From: Andrew Morton <akpm@linux-foundation.org>
To: Johannes Weiner <hannes@cmpxchg.org>
Cc: Dave Chinner <david@fromorbit.com>,
Rik van Riel <riel@redhat.com>, Jan Kara <jack@suse.cz>,
Vlastimil Babka <vbabka@suse.cz>,
Peter Zijlstra <peterz@infradead.org>, Tejun Heo <tj@kernel.org>,
Andi Kleen <andi@firstfloor.org>,
Andrea Arcangeli <aarcange@redhat.com>,
Greg Thelen <gthelen@google.com>,
Christoph Hellwig <hch@infradead.org>,
Hugh Dickins <hughd@google.com>,
KOSAKI Motohiro <kosaki.motohiro@jp.fujitsu.com>,
Mel Gorman <mgorman@suse.de>, Minchan Kim <minchan.kim@gmail.com>,
Michel Lespinasse <walken@google.com>,
Seth Jennings <sjenning@linux.vnet.ibm.com>,
Roman Gushchin <klamm@yandex-team.ru>,
Ozgun Erdogan <ozgun@citusdata.com>,
Metin Doslu <metin@citusdata.com>,
linux-mm@kvack.org, linux-fsdevel@vger.kernel.org,
linux-kernel@vger.kernel.org
Subject: Re: [patch 9/9] mm: keep page cache radix tree nodes in check
Date: Mon, 25 Nov 2013 16:13:32 -0800 [thread overview]

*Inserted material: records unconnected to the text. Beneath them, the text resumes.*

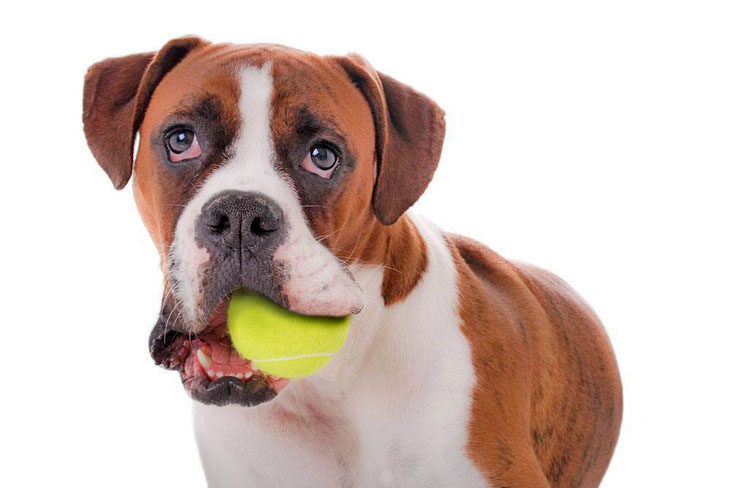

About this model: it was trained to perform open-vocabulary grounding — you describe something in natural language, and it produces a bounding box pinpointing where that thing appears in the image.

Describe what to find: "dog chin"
[149,300,289,407]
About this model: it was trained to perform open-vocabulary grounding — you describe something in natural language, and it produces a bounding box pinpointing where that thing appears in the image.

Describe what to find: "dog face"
[84,38,444,405]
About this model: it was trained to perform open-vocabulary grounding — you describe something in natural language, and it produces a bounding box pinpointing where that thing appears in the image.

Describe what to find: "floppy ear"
[83,37,206,190]
[334,54,446,225]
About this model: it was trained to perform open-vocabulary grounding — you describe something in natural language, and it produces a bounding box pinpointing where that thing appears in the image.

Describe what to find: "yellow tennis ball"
[228,290,350,378]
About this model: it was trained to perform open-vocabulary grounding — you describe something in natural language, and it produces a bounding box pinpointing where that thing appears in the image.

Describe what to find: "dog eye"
[166,129,202,163]
[302,144,340,179]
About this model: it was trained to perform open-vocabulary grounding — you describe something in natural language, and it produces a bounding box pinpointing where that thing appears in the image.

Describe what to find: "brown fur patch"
[448,236,622,487]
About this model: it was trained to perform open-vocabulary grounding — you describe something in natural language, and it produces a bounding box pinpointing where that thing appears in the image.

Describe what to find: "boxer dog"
[83,37,622,488]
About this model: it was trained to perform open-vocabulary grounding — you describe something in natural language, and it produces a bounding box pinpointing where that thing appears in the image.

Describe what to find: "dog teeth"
[196,349,211,368]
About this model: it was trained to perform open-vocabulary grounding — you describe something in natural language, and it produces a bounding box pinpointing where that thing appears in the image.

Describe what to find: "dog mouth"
[149,299,289,407]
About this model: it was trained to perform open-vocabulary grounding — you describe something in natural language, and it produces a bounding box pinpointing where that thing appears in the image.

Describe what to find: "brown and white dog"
[83,37,622,487]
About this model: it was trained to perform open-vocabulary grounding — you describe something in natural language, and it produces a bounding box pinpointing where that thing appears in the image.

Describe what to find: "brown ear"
[335,54,446,225]
[83,37,206,190]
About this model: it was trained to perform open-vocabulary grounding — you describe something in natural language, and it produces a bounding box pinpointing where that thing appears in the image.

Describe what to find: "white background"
[0,0,730,487]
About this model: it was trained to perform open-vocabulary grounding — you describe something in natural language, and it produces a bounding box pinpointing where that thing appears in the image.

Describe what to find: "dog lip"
[185,376,277,407]
[149,317,185,370]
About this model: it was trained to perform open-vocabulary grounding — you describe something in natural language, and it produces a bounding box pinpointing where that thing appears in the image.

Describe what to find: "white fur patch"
[170,65,363,332]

Message-ID: <20131125161332.f9d5f37b6fbaba5a43403131@linux-foundation.org> (raw)
In-Reply-To: <1385336308-27121-10-git-send-email-hannes@cmpxchg.org>
On Sun, 24 Nov 2013 18:38:28 -0500 Johannes Weiner <hannes@cmpxchg.org> wrote:
> Previously, page cache radix tree nodes were freed after reclaim
> emptied out their page pointers. But now reclaim stores shadow
> entries in their place, which are only reclaimed when the inodes
> themselves are reclaimed. This is problematic for bigger files that
> are still in use after they have a significant amount of their cache
> reclaimed, without any of those pages actually refaulting. The shadow
> entries will just sit there and waste memory. In the worst case, the
> shadow entries will accumulate until the machine runs out of memory.
>
> To get this under control, the VM will track radix tree nodes
> exclusively containing shadow entries on a per-NUMA node list.
Why per-node rather than a global list?
> A simple shrinker will reclaim these nodes on memory pressure.

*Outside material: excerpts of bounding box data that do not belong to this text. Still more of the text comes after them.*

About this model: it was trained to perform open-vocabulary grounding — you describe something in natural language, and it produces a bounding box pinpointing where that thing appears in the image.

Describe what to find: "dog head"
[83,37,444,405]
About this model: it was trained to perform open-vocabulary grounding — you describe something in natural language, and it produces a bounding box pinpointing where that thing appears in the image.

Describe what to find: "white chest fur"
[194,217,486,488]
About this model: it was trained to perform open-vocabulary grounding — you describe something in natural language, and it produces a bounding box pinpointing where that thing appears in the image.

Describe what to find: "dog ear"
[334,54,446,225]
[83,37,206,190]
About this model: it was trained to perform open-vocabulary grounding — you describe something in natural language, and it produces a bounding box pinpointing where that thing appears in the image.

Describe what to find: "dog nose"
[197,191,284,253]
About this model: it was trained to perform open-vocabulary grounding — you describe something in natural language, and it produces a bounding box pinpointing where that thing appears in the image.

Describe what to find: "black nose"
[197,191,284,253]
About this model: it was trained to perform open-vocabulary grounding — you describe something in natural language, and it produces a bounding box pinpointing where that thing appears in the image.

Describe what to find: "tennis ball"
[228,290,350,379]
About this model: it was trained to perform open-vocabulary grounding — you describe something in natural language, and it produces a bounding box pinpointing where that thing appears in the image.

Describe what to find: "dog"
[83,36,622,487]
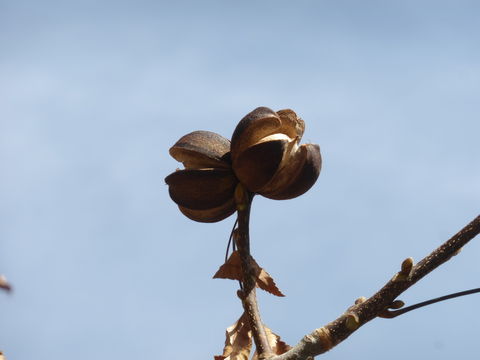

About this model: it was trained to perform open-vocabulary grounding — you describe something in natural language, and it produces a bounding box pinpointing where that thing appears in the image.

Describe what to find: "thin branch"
[381,288,480,319]
[234,185,273,359]
[269,216,480,360]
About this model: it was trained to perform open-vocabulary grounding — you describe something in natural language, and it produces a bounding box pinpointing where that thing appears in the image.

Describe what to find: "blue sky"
[0,0,480,360]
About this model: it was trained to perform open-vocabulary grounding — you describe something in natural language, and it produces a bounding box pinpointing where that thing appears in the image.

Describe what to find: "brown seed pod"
[165,131,238,222]
[231,107,322,200]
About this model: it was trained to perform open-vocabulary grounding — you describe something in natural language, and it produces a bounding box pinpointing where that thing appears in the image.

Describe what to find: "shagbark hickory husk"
[231,107,322,200]
[165,131,238,222]
[165,107,322,222]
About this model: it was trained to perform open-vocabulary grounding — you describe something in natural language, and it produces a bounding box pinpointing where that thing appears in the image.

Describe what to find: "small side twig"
[234,185,273,359]
[270,216,480,360]
[379,288,480,319]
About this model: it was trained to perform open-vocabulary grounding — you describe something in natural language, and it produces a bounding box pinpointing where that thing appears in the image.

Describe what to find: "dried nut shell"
[178,198,237,223]
[165,169,238,210]
[170,131,231,169]
[231,107,281,163]
[235,139,288,192]
[259,144,322,200]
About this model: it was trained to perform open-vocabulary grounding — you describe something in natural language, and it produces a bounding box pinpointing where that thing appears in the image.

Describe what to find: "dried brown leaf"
[0,275,12,292]
[214,313,252,360]
[213,251,243,281]
[252,325,292,360]
[213,251,285,296]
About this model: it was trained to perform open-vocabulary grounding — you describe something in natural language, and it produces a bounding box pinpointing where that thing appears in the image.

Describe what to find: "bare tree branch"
[234,185,273,359]
[270,215,480,360]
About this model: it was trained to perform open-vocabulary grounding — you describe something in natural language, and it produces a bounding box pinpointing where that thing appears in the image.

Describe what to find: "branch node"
[355,296,367,305]
[345,313,360,331]
[392,257,413,281]
[387,300,405,310]
[312,327,333,351]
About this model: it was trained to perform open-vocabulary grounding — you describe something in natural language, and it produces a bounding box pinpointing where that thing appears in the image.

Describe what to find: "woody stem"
[235,189,273,359]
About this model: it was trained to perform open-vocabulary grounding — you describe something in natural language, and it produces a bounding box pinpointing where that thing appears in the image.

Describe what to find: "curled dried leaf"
[0,275,12,291]
[214,313,252,360]
[252,324,292,360]
[213,251,285,297]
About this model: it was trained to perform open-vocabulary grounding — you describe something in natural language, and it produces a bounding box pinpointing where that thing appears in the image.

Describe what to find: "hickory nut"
[165,107,322,222]
[231,107,322,200]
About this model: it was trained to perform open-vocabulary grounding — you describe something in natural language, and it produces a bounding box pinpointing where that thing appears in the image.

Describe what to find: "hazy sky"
[0,0,480,360]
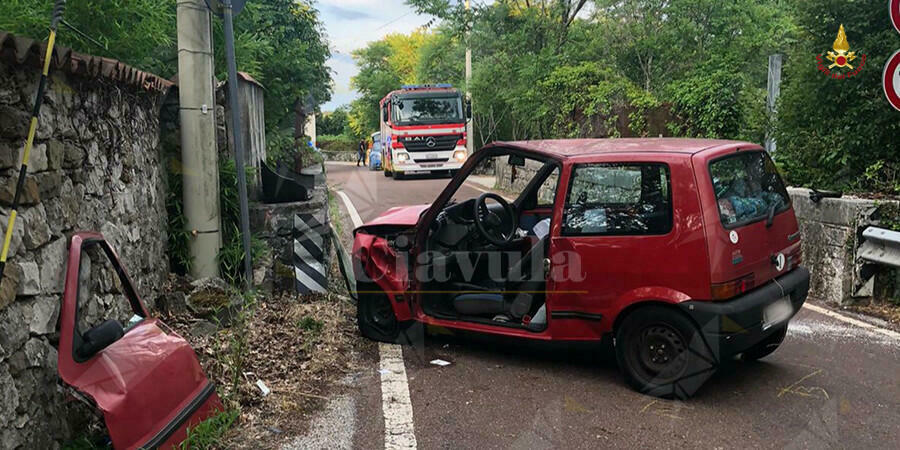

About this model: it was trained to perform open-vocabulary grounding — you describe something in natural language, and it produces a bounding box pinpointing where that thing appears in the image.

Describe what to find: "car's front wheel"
[615,306,717,399]
[356,283,402,343]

Truncate needs to go off and massacre these things as well - some
description of how that happens would be useful.
> A few things need to be stored in the radix tree node to implement the
> shadow node LRU and allow tree deletions coming from the list:
>
> 1. There is no index available that would describe the reverse path
> from the node up to the tree root, which is needed to perform a
> deletion. To solve this, encode in each node its offset inside the
> parent. This can be stored in the unused upper bits of the same
> member that stores the node's height at no extra space cost.
>
> 2. The number of shadow entries needs to be counted in addition to the
> regular entries, to quickly detect when the node is ready to go to
> the shadow node LRU list. The current entry count is an unsigned
> int but the maximum number of entries is 64, so a shadow counter
> can easily be stored in the unused upper bits.
>
> 3. Tree modification needs the lock, which is located in the address
> space,
Presumably "the lock" == tree_lock.
> so store a backpointer to it.
<looks at the code>
"it" is the address_space, not tree_lock, yes?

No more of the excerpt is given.